We are frequently asked about the effect of location on the value of a used truck. In other words, will a used truck sell for more in one state or region than in another? We have looked at this data in the past, and have not drawn definitive conclusions outside of common wisdom – namely, that lower horsepower engines take a larger hit in mountain states than in other areas, and that there is very little demand for pre- EPA2007 trucks in California and other western port states. 

To date, we have not released figures supporting this wisdom. Logically, regional microeconomies and access to used truck supply vary. So it is possible that location itself is a factor impacting value. 

To examine this issue, we split our retail database of aerodynamic sleeper tractors into five regions: Midwest, Northeast, Southeast, Southwest, and West. Trucks included were model years 2008-2012 sold in calendar year 2013. We chose MY2008 as the cutoff so EPA2007 would be the spec for all trucks. We limited the database to trucks with mileage inside our acceptable range of 100-125,000 per year. 
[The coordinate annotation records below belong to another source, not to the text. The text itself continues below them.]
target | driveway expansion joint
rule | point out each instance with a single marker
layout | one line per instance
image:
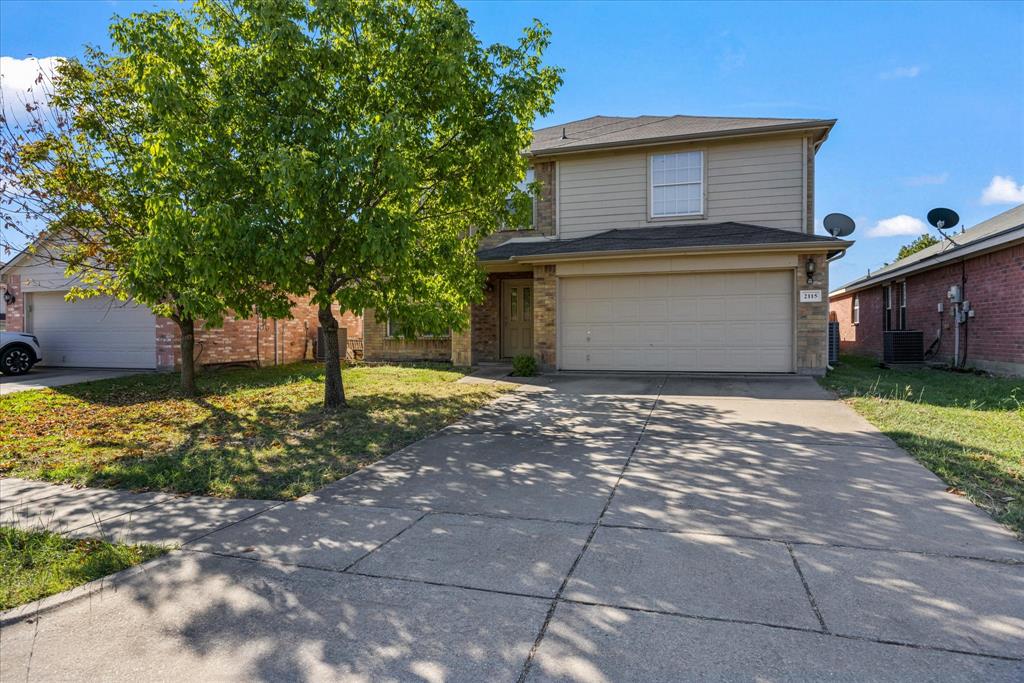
(807, 590)
(379, 546)
(816, 544)
(590, 538)
(593, 603)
The results are statistically sound, with an adequate number of trucks representing each region. The high-low average age spread was 0.4 year, and the high-low average mileage spread was 24,996. Specs were very similar between region. As such, we did not need to perform any age or mileage adjustments. 

On to the results. Overall, trucks sold in the western part of the country appear to outperform those in the east. Specifically, trucks sold in the Southwest region brought just over $3,300 (or about 5.6%) more than the lowest region (Southeast) on average. The Southwest and West perform nearly identically, with less than $600 (or under 1%) separating the two regions. See chart below for detail.

Trucks sold in the Northeast and Southeast appear to be used slightly harder than their western counterparts, as those two regions represent the high end of the mileage range. However, the difference is not great enough to entirely explain the pricing difference. Brand and model representation is the main factor. Higher-value trucks such as the Peterbilt 386 and Kenworth T660 are represented in greater proportion in our Southwest and Western data than in the Southeast and Northeast. Similarly, lower-value trucks such as the International ProStar are represented in greater proportion in our Southeast data. Drilling down to specific model would be the best way to eliminate this variable, but at that point our volume of data for individual regions would test the lower limit of validity.

For now, we can state that location is a factor impacting value, but it is not at the top of the list when determining the value of a used truck. At most, the difference is in the low single digits percentage-wise, with the Southwest and Western regions representing the high and the Southeast and Northeast representing the low.